おそらく決勝でも相手の長所を消す方策を用いるはずで、PSGのサイドアタックを抑えるべく、アンカーにはマルティン・スビメンディ(スペイン代表W杯メンバー)ではなく、SBの経験が豊富なマイルズ・ルイス=スケリーを起用するのではないかと予想する向きも。いずれにせよ、まずは敵の出方を見て、我慢するような試合の入り方をするだろう。
日本とW杯で対戦…スウェーデンの大砲
得点源のひとりは、W杯のグループステージで日本と対戦するスウェーデン代表のヴィクトル・ギョケレスだ。
アーセナルでの1年目の今季は、適応に時間を要した印象だが、アトレティコ・マドリーとの準決勝第1戦で自ら獲得したPKを沈めるなど、状態は上向いている。こちらもW杯で日本と相まみえるオランダ代表のDFユリアン・ティンバーは、コンディションが万全ではなく、決勝の出場が微妙な情勢だ。

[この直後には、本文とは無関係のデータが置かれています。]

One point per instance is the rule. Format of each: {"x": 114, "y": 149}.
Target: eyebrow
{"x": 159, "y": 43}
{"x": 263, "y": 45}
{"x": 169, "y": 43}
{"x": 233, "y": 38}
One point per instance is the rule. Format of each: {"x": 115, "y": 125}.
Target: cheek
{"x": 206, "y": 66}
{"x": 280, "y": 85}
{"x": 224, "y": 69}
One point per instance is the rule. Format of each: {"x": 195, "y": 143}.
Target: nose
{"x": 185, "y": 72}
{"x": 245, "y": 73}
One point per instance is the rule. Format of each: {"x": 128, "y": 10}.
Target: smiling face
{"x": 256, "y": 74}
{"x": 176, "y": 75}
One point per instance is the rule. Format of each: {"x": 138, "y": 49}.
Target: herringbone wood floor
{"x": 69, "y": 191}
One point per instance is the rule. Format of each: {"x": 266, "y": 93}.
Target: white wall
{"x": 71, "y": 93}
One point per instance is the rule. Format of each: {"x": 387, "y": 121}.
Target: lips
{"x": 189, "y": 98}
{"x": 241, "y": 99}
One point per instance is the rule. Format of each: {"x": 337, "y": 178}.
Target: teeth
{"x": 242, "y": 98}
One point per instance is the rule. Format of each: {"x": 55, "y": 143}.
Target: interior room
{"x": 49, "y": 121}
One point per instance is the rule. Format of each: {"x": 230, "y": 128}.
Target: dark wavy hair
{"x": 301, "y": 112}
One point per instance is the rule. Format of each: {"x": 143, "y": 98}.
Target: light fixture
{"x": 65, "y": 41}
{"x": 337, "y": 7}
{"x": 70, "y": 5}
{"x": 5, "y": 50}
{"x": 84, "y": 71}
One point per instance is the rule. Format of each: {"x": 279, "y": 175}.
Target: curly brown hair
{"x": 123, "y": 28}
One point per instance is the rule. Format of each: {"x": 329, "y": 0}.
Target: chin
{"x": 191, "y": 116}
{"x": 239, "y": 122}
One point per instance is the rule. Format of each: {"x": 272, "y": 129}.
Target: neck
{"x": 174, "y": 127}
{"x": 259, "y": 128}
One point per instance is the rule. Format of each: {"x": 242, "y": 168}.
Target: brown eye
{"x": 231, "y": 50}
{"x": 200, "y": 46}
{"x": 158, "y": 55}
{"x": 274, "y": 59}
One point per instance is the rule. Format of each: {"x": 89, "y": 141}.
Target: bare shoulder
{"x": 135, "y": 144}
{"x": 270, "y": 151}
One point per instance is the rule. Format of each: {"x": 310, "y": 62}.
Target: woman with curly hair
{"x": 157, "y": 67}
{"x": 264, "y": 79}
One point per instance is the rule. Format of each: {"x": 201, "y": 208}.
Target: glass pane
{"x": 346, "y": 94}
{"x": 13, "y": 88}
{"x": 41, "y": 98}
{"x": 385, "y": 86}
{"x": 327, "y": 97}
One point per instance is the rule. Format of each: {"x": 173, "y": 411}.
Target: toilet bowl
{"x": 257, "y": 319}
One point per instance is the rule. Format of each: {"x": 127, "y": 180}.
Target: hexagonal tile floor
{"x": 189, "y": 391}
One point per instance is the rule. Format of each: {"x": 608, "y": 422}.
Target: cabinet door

端的にいえば、PSGの矛対アーセナルの盾の戦いとなりそうだが、どちらも逆に振る舞うこともできる。そして昨季ほど一方的な展開にはならないだろう。
直後のW杯を占う上でも見逃せない今季の欧州クラブの頂上決戦は、日本時間30日25時にハンガリーのプシュカシュ・アレナでキックオフを迎える。